By the end of the engagement, the company had a complete AI tool inventory for the first time. More importantly, they had a triage framework that let them prioritize which of those 43 tools needed immediate action versus which ones could go through a standard review cycle.

The video generation tools went to legal for terms of service review before marketing used them again. The HR sourcing workflow was suspended until the team could evaluate a vetted alternative that had a proper DPA and didn’t train on uploaded content. The customer support browser extension was assessed against the company’s existing vendor security requirements; it didn’t pass, and the team found a supported alternative through their helpdesk platform that did the same job under a proper agreement.

The remaining 40 tools were sorted into three buckets: approved as-is, approved with usage restrictions documented, and pending review. That review backlog became a standing agenda item for a biweekly IT/ops sync, so it would actually get worked down rather than sitting in a document.

The IT manager’s comment at the end of the engagement stuck with me. He said he wasn’t surprised that employees were using AI tools he didn’t know about—he was surprised by how easy it was to find them once someone actually looked.

Lessons for IT Managers

If this case study sounds familiar, here’s what you can take from it.

Your approved tool list and your actual AI inventory are probably not the same thing. The gap between them isn’t a failure of IT—it’s a predictable consequence of how fast individual AI tool adoption is moving right now. Acknowledging the gap is the prerequisite to closing it.

Departmental interviews find what logs miss. Technical discovery catches tools that touch the network. It doesn’t catch the employee who’s been pasting data into a browser-based AI tool over HTTPS, which looks like ordinary web traffic. A thirty-minute conversation with a department lead will surface things that a month of log review won’t.
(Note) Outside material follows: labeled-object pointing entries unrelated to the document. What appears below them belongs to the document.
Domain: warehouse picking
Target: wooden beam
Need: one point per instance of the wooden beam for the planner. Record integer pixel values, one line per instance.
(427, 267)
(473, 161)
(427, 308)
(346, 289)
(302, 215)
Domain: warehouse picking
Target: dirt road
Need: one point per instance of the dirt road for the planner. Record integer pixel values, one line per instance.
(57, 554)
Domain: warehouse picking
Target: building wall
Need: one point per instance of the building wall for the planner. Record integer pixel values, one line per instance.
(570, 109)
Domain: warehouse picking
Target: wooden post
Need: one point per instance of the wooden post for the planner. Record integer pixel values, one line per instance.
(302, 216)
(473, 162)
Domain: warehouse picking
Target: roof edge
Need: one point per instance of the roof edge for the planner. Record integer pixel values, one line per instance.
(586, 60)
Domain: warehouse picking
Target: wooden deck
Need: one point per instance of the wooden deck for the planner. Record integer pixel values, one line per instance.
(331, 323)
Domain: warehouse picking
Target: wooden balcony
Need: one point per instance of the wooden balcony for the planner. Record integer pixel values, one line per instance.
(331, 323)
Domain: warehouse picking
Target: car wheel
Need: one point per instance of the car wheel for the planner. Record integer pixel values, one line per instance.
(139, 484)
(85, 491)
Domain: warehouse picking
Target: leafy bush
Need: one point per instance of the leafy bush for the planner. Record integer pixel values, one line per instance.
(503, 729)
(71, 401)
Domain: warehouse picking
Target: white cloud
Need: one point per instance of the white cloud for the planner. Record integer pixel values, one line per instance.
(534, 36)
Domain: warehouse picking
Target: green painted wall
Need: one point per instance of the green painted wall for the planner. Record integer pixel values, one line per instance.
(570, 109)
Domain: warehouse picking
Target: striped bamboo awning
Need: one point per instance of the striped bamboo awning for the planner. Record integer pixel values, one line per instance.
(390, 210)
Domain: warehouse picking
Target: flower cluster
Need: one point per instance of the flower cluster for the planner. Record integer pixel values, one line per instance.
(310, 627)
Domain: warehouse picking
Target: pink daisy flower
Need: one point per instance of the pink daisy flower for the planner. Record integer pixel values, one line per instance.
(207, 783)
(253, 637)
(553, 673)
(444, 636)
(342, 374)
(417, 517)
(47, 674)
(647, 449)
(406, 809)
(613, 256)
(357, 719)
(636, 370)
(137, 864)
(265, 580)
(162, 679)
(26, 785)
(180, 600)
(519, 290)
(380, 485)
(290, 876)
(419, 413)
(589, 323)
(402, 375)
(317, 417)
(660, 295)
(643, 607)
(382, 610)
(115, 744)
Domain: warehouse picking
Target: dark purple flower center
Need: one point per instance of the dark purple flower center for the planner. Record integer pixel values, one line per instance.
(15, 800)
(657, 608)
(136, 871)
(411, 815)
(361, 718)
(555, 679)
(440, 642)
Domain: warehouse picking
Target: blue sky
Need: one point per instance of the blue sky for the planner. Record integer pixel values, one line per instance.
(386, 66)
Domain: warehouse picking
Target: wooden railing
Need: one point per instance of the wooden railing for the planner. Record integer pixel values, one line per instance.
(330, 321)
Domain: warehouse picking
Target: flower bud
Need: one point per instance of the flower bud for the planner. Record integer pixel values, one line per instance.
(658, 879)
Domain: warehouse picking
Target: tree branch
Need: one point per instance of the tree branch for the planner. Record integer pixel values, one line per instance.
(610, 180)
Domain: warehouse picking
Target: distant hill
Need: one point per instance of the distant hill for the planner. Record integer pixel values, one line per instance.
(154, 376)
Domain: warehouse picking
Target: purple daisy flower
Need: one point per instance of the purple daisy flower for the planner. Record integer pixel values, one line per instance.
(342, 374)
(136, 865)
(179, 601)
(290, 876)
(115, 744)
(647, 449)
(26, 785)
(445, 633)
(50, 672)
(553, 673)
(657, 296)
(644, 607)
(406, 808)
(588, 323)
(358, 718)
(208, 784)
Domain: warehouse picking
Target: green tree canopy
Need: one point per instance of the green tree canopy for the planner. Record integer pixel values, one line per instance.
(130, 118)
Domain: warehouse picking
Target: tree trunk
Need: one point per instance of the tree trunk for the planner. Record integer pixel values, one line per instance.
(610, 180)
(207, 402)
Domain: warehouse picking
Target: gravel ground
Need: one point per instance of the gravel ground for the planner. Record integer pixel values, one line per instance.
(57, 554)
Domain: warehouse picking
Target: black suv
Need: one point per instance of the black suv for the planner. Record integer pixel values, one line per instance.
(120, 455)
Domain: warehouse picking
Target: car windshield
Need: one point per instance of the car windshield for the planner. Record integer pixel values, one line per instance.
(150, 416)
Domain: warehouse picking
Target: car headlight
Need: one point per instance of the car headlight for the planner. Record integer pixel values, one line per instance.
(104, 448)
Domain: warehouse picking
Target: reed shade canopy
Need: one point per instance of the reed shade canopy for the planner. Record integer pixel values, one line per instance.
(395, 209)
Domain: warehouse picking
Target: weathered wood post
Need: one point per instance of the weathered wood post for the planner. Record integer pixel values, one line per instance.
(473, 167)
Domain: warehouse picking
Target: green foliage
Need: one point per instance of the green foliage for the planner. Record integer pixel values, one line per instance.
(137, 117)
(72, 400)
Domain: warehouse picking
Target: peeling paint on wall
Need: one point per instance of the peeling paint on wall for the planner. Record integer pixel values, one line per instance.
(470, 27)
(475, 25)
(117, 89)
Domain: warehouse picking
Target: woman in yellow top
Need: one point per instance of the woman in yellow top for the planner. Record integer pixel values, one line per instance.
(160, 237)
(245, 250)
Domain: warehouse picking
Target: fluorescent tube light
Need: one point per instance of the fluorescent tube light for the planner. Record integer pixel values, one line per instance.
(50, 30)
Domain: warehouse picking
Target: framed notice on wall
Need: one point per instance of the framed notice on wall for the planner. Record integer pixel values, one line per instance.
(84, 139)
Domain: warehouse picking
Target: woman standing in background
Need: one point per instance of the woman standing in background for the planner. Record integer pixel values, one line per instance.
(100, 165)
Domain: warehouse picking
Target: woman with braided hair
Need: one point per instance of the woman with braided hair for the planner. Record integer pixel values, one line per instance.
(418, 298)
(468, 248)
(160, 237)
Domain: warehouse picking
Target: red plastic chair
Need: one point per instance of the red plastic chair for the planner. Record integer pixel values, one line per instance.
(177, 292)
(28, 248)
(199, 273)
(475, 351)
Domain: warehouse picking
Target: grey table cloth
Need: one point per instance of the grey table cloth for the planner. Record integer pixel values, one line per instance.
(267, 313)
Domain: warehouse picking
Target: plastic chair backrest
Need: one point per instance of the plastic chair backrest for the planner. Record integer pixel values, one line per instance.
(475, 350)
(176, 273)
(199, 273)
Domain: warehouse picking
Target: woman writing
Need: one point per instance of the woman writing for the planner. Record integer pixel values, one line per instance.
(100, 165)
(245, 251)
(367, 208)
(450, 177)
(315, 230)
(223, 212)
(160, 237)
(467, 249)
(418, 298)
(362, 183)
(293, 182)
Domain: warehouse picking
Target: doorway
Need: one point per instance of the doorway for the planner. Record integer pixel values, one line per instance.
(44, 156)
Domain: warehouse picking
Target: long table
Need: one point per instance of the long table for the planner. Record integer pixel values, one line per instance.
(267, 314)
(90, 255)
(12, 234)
Free tools carry hidden costs in data terms. The sourcing AI and the video generators in this case weren’t costing anyone a line-item budget. They were costing the company data rights and compliance exposure they hadn’t evaluated. Pricing tier is not a reliable proxy for risk.

Employees aren’t the problem. In this engagement, not one person interviewed was trying to create a governance gap. They were trying to do their jobs faster. The fix isn’t a crackdown—it’s a process that makes it easy for employees to flag new tools before they become a workflow dependency, and fast enough that people don’t route around it.

Do this week: Block two hours and run your own version of the three-track approach above at a smaller scale. Pull your endpoint management or SSO dashboard and look for AI-adjacent application names you don’t recognize. Send a five-question email to your marketing, HR, and support leads asking what AI tools their teams are currently using. Then compare what you find against your approved tool list. You don’t need a full audit to find out whether you have a gap—you just need to look.

Once you know what’s running, you need a place to put it. The AI Risk Assessor gives you a structured way to work through vendor risk assessments for tools you’ve found in the wild—so you’re not making triage decisions in a spreadsheet with no criteria. At the bottom-of-funnel stage, most IT managers we work with want to see the tool before they commit; the platform is built for exactly this kind of reactive catch-up work, not just forward-looking governance programs.

The 43-tool discovery in this engagement wasn’t unusual. It’s what a realistic mid-market AI footprint looks like when nobody has looked at it yet. The companies that are ahead of this problem aren’t necessarily the ones with bigger teams or bigger budgets—they’re the ones that looked first.